Second Prize Winner Marc Blanchard is an emerging actor, writer, and arts teacher from London, Ontario. Based in Toronto, he holds a BFA with honours from the Ryerson Theatre School. As an actor, Marc originated the role of Henri in the English Language premiere of Liv Stein with Canadian Stage. As a writer, he wrote and conceived the full-length piece Giving Up the Ghost as part of the 2016 Ryerson New Voices Festival, curated by Sheldon Rosen. His play Worm won first prize in the Ottawa Little Theatre 2018 National Playwriting Competition. In addition to acting and writing, Marc often co-produces work with fellow creator and Ryerson alumni Scott Kuipers under the name Sock Monkey.
The judges for this year’s competition were Rona Waddington, Jennifer Wise, Nick Hanson, Charlotte Gowdy, Daniel David Moses.
The judges for the final round were Marjorie Chan and Richard Willis.
To find out more about the Voaden Prize, its sponsorship partners, and how you can attend the staged reading of The Defence, visit the DAN School of Drama and Music website at www.sdm.queensu.ca and Kingston WritersFest at www.kingstonwritersfest.ca.
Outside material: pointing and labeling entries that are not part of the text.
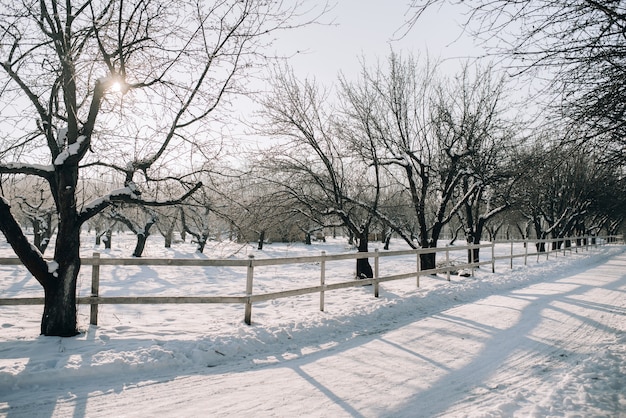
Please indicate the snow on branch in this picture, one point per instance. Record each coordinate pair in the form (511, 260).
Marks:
(21, 168)
(128, 194)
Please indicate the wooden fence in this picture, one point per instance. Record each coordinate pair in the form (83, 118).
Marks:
(565, 245)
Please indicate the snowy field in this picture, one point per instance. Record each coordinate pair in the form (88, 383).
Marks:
(546, 339)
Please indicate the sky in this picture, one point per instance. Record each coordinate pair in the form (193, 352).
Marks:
(369, 29)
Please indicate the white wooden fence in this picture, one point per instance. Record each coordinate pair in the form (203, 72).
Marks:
(249, 297)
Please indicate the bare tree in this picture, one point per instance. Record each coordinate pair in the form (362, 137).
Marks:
(316, 169)
(139, 220)
(578, 45)
(86, 80)
(423, 134)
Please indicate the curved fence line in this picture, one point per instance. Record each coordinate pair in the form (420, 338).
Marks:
(560, 245)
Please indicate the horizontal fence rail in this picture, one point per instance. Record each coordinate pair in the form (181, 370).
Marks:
(561, 245)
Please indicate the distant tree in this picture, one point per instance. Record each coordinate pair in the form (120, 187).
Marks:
(139, 220)
(315, 169)
(426, 135)
(126, 88)
(578, 45)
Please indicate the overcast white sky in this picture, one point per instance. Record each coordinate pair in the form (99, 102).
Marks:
(365, 28)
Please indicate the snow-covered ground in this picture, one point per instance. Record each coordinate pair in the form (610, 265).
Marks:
(546, 339)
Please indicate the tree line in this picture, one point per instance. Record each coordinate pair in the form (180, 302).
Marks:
(114, 114)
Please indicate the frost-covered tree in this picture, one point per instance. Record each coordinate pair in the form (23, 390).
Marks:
(122, 88)
(578, 46)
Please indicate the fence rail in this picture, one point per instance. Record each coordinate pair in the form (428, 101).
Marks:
(571, 244)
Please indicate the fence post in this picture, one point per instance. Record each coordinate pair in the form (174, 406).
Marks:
(448, 261)
(322, 279)
(419, 267)
(376, 273)
(248, 312)
(95, 288)
(472, 260)
(525, 252)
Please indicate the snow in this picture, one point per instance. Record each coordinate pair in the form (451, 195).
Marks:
(545, 339)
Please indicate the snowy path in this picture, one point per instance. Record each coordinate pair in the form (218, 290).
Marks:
(552, 348)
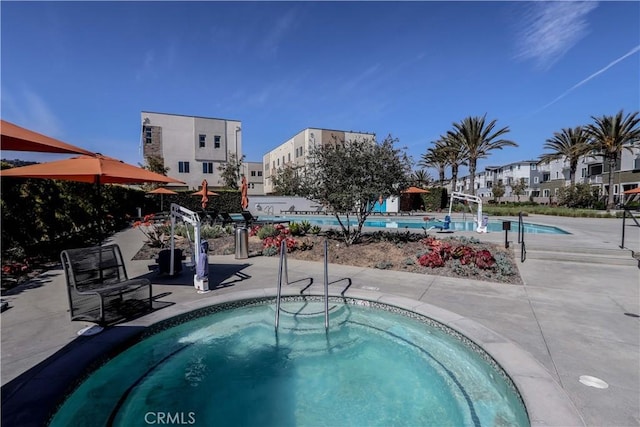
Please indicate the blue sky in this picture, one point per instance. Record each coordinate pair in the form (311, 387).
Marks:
(83, 71)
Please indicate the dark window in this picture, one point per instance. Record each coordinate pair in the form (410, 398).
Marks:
(147, 134)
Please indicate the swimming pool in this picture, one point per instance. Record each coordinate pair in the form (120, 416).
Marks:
(418, 224)
(376, 365)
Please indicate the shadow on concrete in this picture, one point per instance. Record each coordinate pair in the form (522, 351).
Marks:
(31, 398)
(33, 283)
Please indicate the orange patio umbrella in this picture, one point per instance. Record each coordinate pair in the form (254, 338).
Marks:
(161, 191)
(96, 169)
(16, 138)
(244, 199)
(415, 190)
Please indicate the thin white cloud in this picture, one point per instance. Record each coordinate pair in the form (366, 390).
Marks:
(591, 77)
(551, 29)
(30, 110)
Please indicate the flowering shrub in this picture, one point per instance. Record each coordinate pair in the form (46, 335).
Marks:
(432, 259)
(156, 238)
(464, 253)
(442, 251)
(276, 242)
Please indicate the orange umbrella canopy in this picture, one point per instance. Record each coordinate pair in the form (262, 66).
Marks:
(16, 138)
(161, 190)
(92, 169)
(244, 199)
(415, 190)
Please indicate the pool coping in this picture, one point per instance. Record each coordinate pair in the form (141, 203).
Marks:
(546, 401)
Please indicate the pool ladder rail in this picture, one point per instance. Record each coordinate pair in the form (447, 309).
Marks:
(283, 274)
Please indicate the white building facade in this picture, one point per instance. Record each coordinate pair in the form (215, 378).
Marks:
(294, 151)
(191, 147)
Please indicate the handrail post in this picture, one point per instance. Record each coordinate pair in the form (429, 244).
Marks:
(624, 217)
(326, 284)
(280, 269)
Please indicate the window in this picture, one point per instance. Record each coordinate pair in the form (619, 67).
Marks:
(147, 135)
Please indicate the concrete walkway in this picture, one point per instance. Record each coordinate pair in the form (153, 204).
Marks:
(575, 315)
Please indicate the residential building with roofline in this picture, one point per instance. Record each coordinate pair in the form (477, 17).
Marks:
(294, 151)
(192, 147)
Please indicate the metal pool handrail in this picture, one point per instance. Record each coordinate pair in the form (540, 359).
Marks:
(523, 247)
(283, 271)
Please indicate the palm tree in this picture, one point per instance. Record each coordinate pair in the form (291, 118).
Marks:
(478, 140)
(608, 136)
(454, 153)
(436, 159)
(420, 178)
(569, 145)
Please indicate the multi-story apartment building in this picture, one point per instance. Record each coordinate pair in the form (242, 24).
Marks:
(191, 147)
(592, 170)
(294, 151)
(544, 179)
(507, 175)
(254, 174)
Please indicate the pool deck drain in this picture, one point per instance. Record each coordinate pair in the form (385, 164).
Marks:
(563, 311)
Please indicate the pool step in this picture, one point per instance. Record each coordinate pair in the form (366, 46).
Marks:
(581, 254)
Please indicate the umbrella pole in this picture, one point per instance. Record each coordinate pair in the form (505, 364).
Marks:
(99, 209)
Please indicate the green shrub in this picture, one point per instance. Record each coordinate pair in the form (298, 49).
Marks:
(295, 229)
(305, 226)
(315, 230)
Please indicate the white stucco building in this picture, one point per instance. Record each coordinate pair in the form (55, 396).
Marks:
(191, 147)
(294, 151)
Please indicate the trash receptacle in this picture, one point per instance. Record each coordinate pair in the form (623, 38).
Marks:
(164, 261)
(242, 243)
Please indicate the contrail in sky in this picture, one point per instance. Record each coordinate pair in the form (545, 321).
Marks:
(592, 76)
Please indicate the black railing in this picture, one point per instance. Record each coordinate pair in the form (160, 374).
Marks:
(523, 247)
(627, 212)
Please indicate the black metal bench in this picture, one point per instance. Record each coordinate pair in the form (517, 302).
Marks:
(98, 287)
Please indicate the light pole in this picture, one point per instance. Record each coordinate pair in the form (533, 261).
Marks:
(238, 129)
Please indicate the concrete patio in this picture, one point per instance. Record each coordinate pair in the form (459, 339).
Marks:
(576, 314)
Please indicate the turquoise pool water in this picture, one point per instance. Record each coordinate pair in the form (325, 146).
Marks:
(229, 368)
(418, 224)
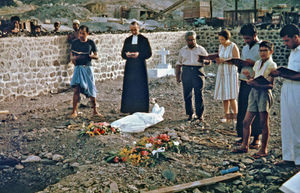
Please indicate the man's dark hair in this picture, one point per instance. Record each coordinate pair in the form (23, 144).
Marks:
(267, 44)
(289, 30)
(82, 27)
(248, 30)
(225, 33)
(135, 23)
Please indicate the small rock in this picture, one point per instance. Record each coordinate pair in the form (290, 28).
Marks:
(196, 190)
(48, 161)
(237, 182)
(114, 187)
(266, 171)
(75, 165)
(49, 155)
(247, 161)
(19, 167)
(204, 174)
(272, 178)
(272, 189)
(220, 188)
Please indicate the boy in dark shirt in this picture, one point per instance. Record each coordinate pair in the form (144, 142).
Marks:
(83, 50)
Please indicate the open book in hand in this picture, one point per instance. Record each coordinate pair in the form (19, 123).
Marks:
(209, 57)
(286, 71)
(249, 69)
(261, 80)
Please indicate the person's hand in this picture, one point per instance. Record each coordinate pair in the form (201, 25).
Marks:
(246, 73)
(275, 73)
(251, 82)
(128, 54)
(73, 59)
(178, 73)
(178, 79)
(219, 60)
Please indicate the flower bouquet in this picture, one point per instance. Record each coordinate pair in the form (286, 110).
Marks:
(147, 152)
(102, 128)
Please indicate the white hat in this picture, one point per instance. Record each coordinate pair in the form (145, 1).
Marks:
(76, 21)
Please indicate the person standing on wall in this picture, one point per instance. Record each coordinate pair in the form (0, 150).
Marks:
(136, 49)
(83, 50)
(75, 34)
(290, 98)
(189, 71)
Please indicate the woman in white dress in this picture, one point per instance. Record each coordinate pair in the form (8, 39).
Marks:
(226, 88)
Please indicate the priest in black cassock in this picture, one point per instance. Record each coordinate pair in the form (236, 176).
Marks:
(136, 49)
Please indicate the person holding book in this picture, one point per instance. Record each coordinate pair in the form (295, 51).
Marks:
(250, 54)
(226, 88)
(83, 50)
(136, 50)
(189, 71)
(260, 99)
(290, 97)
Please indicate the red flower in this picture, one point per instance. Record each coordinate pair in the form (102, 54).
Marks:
(144, 153)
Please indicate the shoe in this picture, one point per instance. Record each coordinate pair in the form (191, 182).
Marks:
(240, 150)
(284, 163)
(254, 145)
(239, 142)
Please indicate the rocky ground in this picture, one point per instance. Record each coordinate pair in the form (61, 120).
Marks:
(65, 162)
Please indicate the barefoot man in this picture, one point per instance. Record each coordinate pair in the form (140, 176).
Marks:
(83, 50)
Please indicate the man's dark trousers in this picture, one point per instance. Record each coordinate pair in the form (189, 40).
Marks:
(193, 78)
(242, 109)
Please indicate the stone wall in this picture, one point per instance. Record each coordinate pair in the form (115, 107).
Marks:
(30, 66)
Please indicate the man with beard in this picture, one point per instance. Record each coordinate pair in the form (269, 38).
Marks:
(192, 75)
(136, 49)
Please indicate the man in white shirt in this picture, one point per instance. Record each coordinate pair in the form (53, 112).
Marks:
(290, 98)
(192, 75)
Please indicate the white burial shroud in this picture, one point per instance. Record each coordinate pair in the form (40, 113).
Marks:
(138, 122)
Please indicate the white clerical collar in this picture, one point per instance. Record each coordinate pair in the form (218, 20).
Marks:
(134, 39)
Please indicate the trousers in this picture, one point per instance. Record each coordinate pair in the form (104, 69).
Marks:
(193, 79)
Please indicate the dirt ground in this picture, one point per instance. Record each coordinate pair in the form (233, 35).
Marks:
(40, 126)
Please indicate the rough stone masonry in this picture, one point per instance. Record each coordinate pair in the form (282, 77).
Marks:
(32, 66)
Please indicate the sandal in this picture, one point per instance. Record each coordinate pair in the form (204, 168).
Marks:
(240, 150)
(239, 142)
(255, 145)
(258, 155)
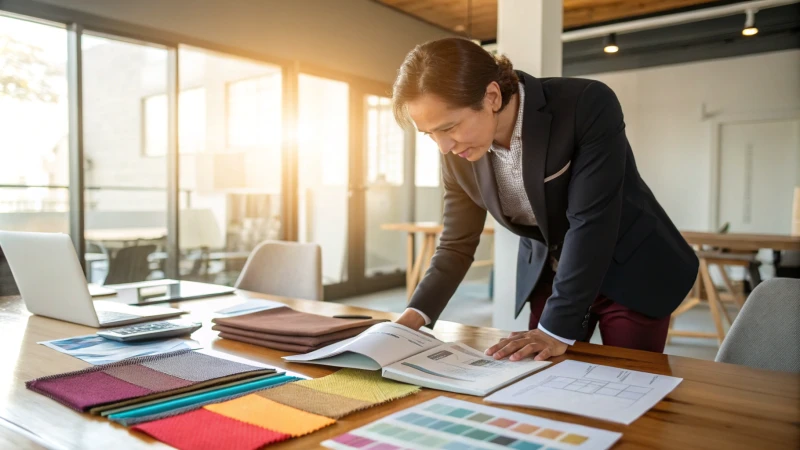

This biennial nation-wide open competition, named to honor the Canadian pioneer playwright Herman Voaden, is judged “blind”. The judges select the Winners and Honorable Mentions without knowing the names of the playwrights.
Herman Voaden (1903-1991), Canadian playwright, director and theatrical innovator, was a lifelong champion of Canadian culture.
The competition is made possible by a generous bequest from Mr. Voaden’s estate. The award is dedicated to his memory and honors his goals to develop a distinctively Canadian art of the theatre and to encourage the writing of Canadian drama.